Following the Franco-Prussian War of 1870, the Kingdom of Prussia and surrounding principalities had merged to form Germany. When the bold Prussians defeated France, many in Britain, including the half-German Queen Victoria and her very German husband, Albert, were delighted that the upstart French, the traditional enemy of England, had been put in their place.1 But the ‘honest Teutons’ did not stop there. The rapid scientific and industrial expansion of their newly unified nation was the most important single development in the half-century before the First World War.2 Unification had given Germany a new standing in continental Europe, and from 1890 there was no question that she was outstripping both Britain and France.3
First one British industry then another fell behind German output, capacity or invention. Modern machinery, highly trained technical skills, application of scientific discoveries to production techniques and a will to adapt to the purchaser’s wishes were just some of the reasons why Germany forged ahead. Her extraction of coal quadrupled between 1871 and 1906, production in pig iron quintupled and steel output rose from half a million tons in 1871 to twelve million in 1907.4
Germany, itself a former market for British products, had been transformed into a self-sufficient industrial nation. Then, having taken charge of the home market, its industries began to assert themselves abroad. Worried reports to the British Foreign Office confirmed that German iron and ste
el were being exported to areas of the world that Britain had long held as her own preserve, including Australia, South America, China and even Britain itself. In 1871, the German fleet consisted of a few sailing vessels plying the Baltic, but by 1900 the situation had changed dramatically, with over 4,000 ships carrying her merchandise across every ocean. In fact, the Hamburg-American shipping line became the largest in the world.

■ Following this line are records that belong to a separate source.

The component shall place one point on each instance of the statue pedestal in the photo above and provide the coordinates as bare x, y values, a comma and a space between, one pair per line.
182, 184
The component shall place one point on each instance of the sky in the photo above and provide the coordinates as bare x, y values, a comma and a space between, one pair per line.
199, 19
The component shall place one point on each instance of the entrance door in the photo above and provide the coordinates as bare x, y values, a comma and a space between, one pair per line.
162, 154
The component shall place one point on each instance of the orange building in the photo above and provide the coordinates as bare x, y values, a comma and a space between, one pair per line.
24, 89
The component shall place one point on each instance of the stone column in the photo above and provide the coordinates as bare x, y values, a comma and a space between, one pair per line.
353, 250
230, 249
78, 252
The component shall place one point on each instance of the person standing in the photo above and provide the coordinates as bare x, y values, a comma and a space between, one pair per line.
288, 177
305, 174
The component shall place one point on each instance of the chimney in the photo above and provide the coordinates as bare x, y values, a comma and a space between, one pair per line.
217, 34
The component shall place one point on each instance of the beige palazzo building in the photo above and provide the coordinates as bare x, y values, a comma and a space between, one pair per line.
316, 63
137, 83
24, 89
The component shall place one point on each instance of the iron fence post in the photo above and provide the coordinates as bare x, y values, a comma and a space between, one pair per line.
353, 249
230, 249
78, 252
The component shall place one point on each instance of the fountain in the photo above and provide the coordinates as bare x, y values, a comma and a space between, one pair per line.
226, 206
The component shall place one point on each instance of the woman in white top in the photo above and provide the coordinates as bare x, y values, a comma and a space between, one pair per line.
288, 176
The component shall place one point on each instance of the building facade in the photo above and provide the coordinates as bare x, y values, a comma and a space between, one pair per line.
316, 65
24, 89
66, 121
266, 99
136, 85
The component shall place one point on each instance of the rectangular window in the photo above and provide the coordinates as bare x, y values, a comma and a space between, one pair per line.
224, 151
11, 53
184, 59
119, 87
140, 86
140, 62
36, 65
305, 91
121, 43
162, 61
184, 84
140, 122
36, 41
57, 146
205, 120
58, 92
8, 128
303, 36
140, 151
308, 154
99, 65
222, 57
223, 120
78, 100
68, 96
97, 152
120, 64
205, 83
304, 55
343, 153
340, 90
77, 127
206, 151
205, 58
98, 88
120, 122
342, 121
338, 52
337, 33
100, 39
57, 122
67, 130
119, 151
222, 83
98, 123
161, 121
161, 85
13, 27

The Foreign Office viewed this competition in shipping much more seriously than rivalry in trade because it was a point of honour that Britannia ruled the waves. In addition, the mercantile navy had always served as a nursery for men of the fighting navy, and the rapid expansion in German naval activity alarmed the Secret Elite. The German chancellor, Theobald von Bethmann-Hollweg (referred to as Chancellor Bethmann from this point on in the text), stated that the British ‘looked upon a Germany that kept on growing as an unwanted and troublesome intruder on the sanctity of British supremacy over the commerce and oceans of the world’.5 The troublesome intruder had to be confronted.